Wer also ein Arbeiter des Details im Weinberg des Herrn ist oder wer solcher werden will und wer weit in die Geschichte der Photographie hineinblicken möchte, nämlich in ihre Anfänge Ende der 1830er Jahre, mithin ihrer „Erfindung“ – im eigentlichen Sinne gab es mehrere Erfindungen verschiedener photographischer Verfahren, die Welt und uns selbst realistisch und mittels der Sonne abzulichten – wer es also gründlich und im Detail mag, mit einem Theporie-Ausblick bis in die Gegenwart, der muß unbedingt zu dem von Wolfgang Kemp und Hubertus von Amelunxen herausgegebenen Bandes „Theorie der Fotografie. 1839-1995“ greifen. Dabei aber wollten die Herausgeber dieser vier Bände, die 2006 in einem kompakten Einzelband erschienen sind, „keine Quellensammlung der Theorie-Geschichte, sondern ein „Kompendium aktiver, aktivierender Aussagen“ entstehen lassen – also auch solche Texte von Leuten, die aus der Praxis kommen, werden gezeigt und dazu verschiedene, einander befehdende oder auch ergänzende Theoriestränge. Dabei geht es immer wieder, bis in die Gegenwart hinein, um die Frage, ob Photographie eine Kunst ist und auch, wie es um die Kunst des Realismus in der Malerei bestellt ist – verbunden durch das neue Medium Photographie, das die Verfahrensweise jene Malerei (Futurismus und Kubismus sind eben auch Reaktionen auf die neuen optischen Medien), erheblich tangierte und auch umgekehrt, indem um 1900 und darüber hinaus Photographien nun die Malerei nachahmten: so bei den Piktoralisten.

Dieses Verhältnis von Photographie und Malerei und die Bedeutung der neuen Reproduktionstechnik für die Malerei zeigt sich etwa in Baudelaires Text von 1859 „Die Fotografie und das moderne Publikum“, darin bereits die Frage aufgeworfen wird, die dann 75 Jahre später prominent Walter Benjamin umtreiben wird: wie nämlich durch die Entwicklung einer neuen Technik und dadurch, daß sich Bilder in der Zukunft durch jene Form der Reproduktion massenhaft verbreiten können, es um die Bildende Kunst selbst bestellt ist und wie also die Photographie als solch neues Reproduktionsmedium nicht nur eine unmittelbare und mittelbare Auswirkung auf die Kunst, sondern auch auf die Rezeption und die Vermittlung von Kunst haben wird: Denn nun können jene vom eigenen Wohnort weit entfernte Gemälde betrachtet werden, die z.B. in Museen hängen, zu denen im 19 Jahrhundert nicht jeder unmittelbaren Zugang hatte, weil Reisen nicht nur beschwerlich, sondern auch teuer war. Wer in Washington ein Gemälde aus dem Louvre sehen wollte, war nicht mehr nur auf die Repro im Kupferstich oder auf ein Abmalen angewiesen, sondern konnte damit rechnen, daß ein Bild auch auf einer Photographie anschaulich wurde, wenn auch noch nicht in Farbe. Zu dieser Frage der Bedeutung der Reproduktion ist im übrigen das Buch von Wolfgang Ullrich interessant: „Raffinierte Kunst. Übung vor Reproduktionen“ (Wagenbach Verlag, 2009).

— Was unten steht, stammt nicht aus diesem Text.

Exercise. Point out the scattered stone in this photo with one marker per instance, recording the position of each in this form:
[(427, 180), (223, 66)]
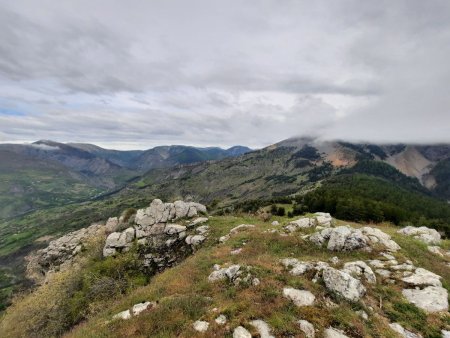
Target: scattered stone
[(359, 268), (262, 327), (435, 249), (424, 234), (221, 320), (384, 273), (431, 299), (334, 260), (61, 253), (307, 328), (229, 273), (236, 251), (241, 332), (404, 333), (299, 297), (333, 333), (363, 314), (123, 315), (344, 284), (346, 238), (138, 308), (201, 326), (197, 221), (423, 277), (241, 227)]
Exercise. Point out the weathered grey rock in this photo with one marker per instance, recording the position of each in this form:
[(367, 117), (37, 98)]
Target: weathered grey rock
[(195, 240), (221, 320), (333, 333), (241, 227), (423, 277), (123, 315), (435, 249), (223, 273), (299, 297), (262, 327), (200, 326), (141, 307), (342, 283), (430, 299), (424, 234), (60, 253), (358, 269), (241, 332), (112, 224), (307, 328), (377, 236), (404, 333)]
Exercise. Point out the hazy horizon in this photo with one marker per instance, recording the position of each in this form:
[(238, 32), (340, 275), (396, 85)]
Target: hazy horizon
[(139, 74)]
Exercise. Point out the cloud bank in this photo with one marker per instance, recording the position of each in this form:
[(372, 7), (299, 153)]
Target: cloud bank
[(136, 74)]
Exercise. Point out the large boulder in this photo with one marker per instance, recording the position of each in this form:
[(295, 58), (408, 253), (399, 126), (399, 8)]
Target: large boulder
[(346, 238), (343, 284), (299, 297), (424, 234), (423, 277), (61, 252), (430, 299)]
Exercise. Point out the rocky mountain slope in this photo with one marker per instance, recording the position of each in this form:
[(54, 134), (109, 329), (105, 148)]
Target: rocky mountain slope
[(173, 273)]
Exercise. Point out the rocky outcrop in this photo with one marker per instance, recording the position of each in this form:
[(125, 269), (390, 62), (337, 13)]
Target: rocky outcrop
[(136, 310), (160, 242), (299, 297), (424, 234), (307, 328), (241, 332), (346, 238), (61, 253), (319, 219), (403, 332), (430, 299), (343, 284)]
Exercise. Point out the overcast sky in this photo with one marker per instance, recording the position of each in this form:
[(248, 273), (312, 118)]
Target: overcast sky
[(135, 74)]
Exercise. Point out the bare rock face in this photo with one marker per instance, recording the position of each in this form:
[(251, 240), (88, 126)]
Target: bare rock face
[(430, 299), (60, 253), (424, 234), (161, 242), (319, 219), (343, 284), (346, 238)]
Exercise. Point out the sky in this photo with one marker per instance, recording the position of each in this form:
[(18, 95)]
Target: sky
[(135, 74)]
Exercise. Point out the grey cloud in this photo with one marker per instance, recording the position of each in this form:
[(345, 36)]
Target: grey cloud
[(224, 72)]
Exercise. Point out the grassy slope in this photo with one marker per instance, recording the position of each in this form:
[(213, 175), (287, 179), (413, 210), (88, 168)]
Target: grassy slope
[(184, 294)]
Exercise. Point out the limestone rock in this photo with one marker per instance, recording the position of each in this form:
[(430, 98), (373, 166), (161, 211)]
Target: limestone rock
[(343, 284), (430, 299), (262, 327), (221, 320), (241, 332), (299, 297), (359, 268), (333, 333), (201, 326), (138, 308), (123, 315), (423, 277), (307, 328), (424, 234), (404, 333)]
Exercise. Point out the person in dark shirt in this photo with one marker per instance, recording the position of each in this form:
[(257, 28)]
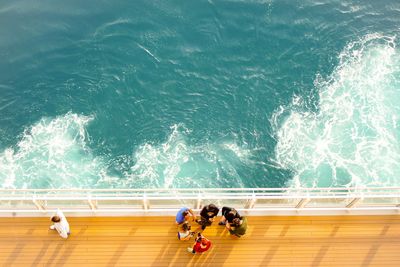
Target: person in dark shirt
[(207, 215), (201, 245), (228, 214), (238, 226)]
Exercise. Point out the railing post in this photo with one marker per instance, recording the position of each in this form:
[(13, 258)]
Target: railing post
[(353, 202), (251, 202), (198, 201), (145, 202), (302, 203), (92, 204)]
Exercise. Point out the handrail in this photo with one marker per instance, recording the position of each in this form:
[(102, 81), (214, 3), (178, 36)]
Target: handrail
[(164, 199)]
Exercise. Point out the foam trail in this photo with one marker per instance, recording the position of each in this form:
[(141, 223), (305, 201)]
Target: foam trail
[(177, 163), (352, 140), (51, 154)]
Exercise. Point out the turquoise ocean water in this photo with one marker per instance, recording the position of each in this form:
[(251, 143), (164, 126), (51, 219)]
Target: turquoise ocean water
[(128, 94)]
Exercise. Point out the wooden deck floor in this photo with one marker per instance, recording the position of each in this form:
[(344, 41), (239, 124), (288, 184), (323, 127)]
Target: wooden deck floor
[(151, 241)]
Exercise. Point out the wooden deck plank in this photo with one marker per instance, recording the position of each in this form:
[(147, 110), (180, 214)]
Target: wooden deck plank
[(151, 241)]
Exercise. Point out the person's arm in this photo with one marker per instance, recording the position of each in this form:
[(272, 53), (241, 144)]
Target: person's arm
[(60, 214), (193, 216), (203, 213)]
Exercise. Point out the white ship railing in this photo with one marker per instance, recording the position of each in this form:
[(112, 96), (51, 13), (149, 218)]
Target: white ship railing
[(169, 200)]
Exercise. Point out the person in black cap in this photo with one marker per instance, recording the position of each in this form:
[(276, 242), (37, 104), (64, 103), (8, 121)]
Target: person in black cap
[(228, 214), (207, 215)]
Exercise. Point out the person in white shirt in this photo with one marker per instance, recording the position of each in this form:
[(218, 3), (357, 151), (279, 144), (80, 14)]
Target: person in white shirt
[(60, 224)]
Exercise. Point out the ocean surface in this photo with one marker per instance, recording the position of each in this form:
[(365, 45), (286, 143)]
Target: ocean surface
[(187, 94)]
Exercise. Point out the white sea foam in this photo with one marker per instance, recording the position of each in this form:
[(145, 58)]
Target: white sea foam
[(353, 139), (178, 163), (52, 153)]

Will man sich, von den Anfängen der Photographie bis zur Gegenwart, einen generellen und zugleich kompakten Überblick über Geschichte und Positionen der Photographie verschaffen, um dann in die Texte des einen oder des anderen Autor einzusteigen, dann stöbere und lese man in diesem kompakten und klugen Buch. (Glücklich, wer noch die vier Einzelbände besitzt, da diese doch etwas besser in der Hand liegen als der Klotz.) Wer freilich lieber einen schnellen Überblick zum Thema möchte, greife zu „Texte der Theorie der Fotografie“ aus dem Reclam Verlag oder auch Reclams „Kleine Geschichte der Fotografie“; und wer es im philosophischen Detail lesen will, dem sei von Peter Geimer die Einführung bei Junius empfohlen: „Theorie der Photographie“. Für die Fragen der Technik(geschichte), von der Daguerreotypie über das Negativ-Positiv-Verfahren des William Henry Fox Talbot bis hin zur Erfindung der Kleinbildkamera und des Kodakfilms und damit auch der modernen und vor allem schnellen und unauffälligen Photoreportage sei von Beaumond Newhall die „Geschichte der Photographie“ empfohlen (Schirmer/Mosel, zuerst erschienen 1937, dann erweitert 1982)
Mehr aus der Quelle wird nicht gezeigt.